Advantage has had a history of shameless ramping from its first days of listing. When it made its debut on the sharemarket, the company was promoted as the best thing since sliced bread because of its dominance of the local eftpos market and was supposedly set to take Australia by storm.
Its management at the time was vaunted as being in the world class entrepreneur category, but that sort of thing was also once said about Alan Hawkins, another Kiwi business genius who came to grief on Australia's inhospitable shores.
Things did not turn out the way they were supposed to do and Advantage went down the drain. Australian expansion turned out to be a costly disaster and the share price crashed.
The management sold out. New blood came on board, but for a while the share price continued to plunge and it looked as if Advantage was finished for good.
Then along came the internet stock craze and it seemed that, as a reputable information technology listing, Advantage's fortunes had turned up again. The second great Advantage bubble commenced.
Involvement by local tycoon Eric Watson helped pick up the share price. For a while Watsonmania dominated the local sharemarket.
Every rats-and-mice company he touched turned to gold on the Stock Exchange, whether in the retirement home or information technology areas.
Now he could be said to have a reverse Midas-touch effect considering how the companies he invested in have fared in share price movements, but back then he could do no wrong and everyone, it seemed, wanted to know where Mr Watson's money was going next so they could throw their life savings after it.
Advantage got caught up not just in a sectoral bubble but also a personality cult.
For some reason, New Zealand investors seem particularly vulnerable to guru worship, leading them to bow down before false idols and kiss feet of clay.
Mr Watson floated the idea of backing Advantage on to the Nasdaq index by way of a joint venture he set up, the grandly called Qixel Capital Group.
Quick-buck QCG was just what the doctor ordered for local investors and Advantage's share prices went through the roof.
Unfortunately the Nasdaq crashed before QCG graced its board and now the venture has been unwound, causing Advantage shares to drop like a stone. The share price is down about 80% and falling.
There will be a lot of blood to mop up off the floor as investors come to terms with what Advantage is worth as a real business as opposed to a pie-in-the-sky one.
As battered investors gather their rueful thoughts, they might like to ask themselves why they ever believed the Qixel ruse had a hope in hell of success for all concerned.

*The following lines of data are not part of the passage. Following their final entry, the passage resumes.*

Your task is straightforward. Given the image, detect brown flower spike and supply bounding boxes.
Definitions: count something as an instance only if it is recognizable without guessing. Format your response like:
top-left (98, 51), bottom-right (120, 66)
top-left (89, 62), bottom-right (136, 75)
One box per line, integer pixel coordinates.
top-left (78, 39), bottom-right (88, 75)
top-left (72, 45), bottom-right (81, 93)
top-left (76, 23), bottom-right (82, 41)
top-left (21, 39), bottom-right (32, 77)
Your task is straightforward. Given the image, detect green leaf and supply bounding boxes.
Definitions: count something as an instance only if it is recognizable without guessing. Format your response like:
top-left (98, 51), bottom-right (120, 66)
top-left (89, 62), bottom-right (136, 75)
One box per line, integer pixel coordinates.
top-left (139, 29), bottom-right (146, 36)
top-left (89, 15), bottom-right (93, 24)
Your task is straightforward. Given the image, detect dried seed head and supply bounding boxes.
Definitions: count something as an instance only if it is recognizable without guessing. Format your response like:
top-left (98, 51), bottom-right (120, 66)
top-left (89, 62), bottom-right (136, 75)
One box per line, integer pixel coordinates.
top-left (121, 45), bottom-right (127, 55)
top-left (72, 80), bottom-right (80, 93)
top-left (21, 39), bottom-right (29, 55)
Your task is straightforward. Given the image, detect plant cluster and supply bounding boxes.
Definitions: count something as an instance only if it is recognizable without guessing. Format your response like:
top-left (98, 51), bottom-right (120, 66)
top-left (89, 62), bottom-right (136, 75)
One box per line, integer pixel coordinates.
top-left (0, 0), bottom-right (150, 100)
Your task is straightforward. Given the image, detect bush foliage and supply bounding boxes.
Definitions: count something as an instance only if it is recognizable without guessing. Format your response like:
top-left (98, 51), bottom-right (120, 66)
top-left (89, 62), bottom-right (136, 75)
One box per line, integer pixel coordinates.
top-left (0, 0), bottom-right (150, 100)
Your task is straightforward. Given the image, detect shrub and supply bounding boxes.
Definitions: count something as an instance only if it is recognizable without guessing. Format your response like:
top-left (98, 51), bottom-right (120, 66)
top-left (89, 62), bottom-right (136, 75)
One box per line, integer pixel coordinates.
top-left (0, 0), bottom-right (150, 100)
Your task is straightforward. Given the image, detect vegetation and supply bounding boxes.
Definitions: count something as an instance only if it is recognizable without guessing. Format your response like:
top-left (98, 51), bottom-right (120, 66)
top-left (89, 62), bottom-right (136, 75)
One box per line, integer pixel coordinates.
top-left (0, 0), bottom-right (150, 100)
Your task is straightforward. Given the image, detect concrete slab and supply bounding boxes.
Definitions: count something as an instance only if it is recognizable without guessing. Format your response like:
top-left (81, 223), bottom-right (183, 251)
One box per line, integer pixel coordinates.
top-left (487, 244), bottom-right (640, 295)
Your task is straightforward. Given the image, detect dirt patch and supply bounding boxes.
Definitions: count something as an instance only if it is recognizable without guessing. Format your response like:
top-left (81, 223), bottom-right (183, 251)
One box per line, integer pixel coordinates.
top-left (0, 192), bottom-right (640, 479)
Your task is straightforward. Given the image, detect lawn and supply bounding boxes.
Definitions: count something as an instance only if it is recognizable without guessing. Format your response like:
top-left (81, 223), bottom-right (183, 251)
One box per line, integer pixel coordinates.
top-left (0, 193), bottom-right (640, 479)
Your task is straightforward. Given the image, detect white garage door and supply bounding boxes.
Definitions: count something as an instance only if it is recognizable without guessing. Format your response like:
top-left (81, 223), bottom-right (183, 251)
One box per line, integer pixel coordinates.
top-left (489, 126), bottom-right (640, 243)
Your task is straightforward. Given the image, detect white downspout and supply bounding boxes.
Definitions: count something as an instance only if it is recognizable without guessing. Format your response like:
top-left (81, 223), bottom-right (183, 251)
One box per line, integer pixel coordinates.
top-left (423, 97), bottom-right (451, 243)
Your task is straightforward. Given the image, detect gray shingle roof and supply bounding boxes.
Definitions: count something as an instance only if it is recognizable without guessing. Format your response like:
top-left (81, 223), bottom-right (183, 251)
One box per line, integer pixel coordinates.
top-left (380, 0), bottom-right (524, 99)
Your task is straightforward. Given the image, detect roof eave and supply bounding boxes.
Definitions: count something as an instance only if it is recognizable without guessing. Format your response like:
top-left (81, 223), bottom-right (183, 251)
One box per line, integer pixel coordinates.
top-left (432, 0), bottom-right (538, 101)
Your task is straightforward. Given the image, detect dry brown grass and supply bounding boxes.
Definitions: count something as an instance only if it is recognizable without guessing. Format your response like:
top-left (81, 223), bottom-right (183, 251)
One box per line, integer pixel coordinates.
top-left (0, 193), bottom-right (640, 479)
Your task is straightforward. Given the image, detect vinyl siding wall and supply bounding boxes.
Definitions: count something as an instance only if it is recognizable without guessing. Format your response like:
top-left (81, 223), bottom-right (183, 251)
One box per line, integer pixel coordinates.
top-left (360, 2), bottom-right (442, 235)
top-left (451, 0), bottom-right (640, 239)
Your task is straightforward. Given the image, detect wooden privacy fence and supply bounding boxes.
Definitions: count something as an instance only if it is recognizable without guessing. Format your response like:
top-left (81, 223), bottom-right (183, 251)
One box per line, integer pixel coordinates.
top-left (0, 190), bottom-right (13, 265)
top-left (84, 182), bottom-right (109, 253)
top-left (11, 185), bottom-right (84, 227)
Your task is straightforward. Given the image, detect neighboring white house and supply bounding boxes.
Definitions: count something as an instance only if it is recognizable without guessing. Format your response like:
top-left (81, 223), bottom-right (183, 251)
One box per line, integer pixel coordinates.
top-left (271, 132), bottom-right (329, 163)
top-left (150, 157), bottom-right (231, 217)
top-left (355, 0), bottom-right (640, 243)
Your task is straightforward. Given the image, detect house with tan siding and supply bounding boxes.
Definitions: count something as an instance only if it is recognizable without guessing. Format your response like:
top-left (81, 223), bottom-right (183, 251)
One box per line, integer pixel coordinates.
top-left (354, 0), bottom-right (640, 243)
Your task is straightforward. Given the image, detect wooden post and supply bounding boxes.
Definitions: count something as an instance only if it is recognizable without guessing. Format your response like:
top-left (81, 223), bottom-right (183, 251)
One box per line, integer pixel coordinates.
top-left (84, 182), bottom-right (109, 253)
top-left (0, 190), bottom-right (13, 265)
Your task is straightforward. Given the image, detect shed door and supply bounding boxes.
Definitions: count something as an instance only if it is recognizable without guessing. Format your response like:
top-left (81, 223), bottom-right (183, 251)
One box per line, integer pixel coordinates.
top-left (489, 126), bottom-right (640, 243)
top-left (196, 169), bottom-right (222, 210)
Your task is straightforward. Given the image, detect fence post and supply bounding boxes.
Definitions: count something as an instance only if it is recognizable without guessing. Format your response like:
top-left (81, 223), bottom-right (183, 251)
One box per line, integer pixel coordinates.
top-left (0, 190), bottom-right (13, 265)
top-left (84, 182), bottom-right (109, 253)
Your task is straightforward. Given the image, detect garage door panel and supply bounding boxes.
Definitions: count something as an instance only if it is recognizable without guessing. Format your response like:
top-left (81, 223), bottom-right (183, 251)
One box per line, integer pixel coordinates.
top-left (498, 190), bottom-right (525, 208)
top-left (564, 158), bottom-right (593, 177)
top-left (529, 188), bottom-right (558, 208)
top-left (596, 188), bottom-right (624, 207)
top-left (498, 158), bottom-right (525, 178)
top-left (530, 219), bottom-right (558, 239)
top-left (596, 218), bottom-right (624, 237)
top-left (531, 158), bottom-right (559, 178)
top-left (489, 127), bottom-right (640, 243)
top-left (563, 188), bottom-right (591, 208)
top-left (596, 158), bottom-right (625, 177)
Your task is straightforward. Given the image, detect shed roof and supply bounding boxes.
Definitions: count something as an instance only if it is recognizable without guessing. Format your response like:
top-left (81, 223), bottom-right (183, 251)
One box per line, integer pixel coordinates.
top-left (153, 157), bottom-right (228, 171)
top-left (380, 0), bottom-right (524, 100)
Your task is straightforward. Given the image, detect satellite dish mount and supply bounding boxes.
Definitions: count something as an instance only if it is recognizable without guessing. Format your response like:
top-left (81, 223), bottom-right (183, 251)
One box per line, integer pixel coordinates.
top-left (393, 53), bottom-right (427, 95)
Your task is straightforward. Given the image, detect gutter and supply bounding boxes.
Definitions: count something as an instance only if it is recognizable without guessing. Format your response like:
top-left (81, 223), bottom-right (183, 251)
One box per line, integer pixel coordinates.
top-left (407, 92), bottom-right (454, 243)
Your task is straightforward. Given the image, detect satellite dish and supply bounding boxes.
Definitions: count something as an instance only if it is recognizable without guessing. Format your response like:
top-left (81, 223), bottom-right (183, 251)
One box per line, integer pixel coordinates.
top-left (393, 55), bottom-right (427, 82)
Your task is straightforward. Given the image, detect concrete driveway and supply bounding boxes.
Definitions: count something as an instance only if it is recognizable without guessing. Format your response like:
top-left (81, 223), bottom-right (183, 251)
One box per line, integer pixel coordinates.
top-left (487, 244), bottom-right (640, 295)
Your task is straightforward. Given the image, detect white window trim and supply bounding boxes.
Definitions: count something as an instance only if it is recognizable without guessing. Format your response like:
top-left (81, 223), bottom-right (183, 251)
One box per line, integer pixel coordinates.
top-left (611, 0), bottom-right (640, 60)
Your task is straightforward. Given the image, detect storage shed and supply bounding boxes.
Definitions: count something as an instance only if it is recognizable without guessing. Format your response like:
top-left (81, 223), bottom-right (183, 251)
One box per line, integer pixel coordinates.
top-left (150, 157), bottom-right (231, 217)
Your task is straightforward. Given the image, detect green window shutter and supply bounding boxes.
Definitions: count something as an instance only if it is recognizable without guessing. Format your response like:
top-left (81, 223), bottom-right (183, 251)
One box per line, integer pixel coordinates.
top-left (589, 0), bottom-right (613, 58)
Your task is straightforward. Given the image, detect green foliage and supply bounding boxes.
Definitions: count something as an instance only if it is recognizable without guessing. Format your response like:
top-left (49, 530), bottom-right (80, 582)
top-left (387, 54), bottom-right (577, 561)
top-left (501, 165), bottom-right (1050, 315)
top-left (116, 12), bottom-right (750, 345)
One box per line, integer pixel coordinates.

The Nasdaq's fall may mask recognition of the stark fact that Advantage is an obscure New Zealand company, small in capital base by international standards, operating in a tiny, isolated market at near saturation point and devoid of unique intellectual capital.
Advantage operates in the service sector and lacks any distinctive claim to value in the information technology area that would make it interesting to global capital. It has no characteristics that would persuade US investors to prefer its stock over that of firms that operate in the US.
Only local dummies would have paid a premium for Advantage on the basis of a Nasdaq listing, enabling Qixel's slick shareholders to make a quick exit that in the end did not eventuate.
After all, the key question was - why list Advantage shares on the Nasdaq? Would that add any lasting value to the company? Somehow the market missed these considerations.
Advantage's example is instructive in light of calls for greater sharemarket regulation. Probably our rules are too lax in some respects by world standards and could do with convergence at least to Australian standards.
Perhaps we could do more to protect investors from others. But what do we do to protect people from themselves?
The law is no remedy. Over and again New Zealand investors rush off on wild goose chases and dance along behind pied pipers. They grizzle about the results but are and should be free to take risks and make mistakes. There will be whining about what happened to Advantage but who is really to blame?
Rewriting securities laws should not be undertaken where there is no legal solution to personal failings. Let's preserve caveat emptor as the leading consideration.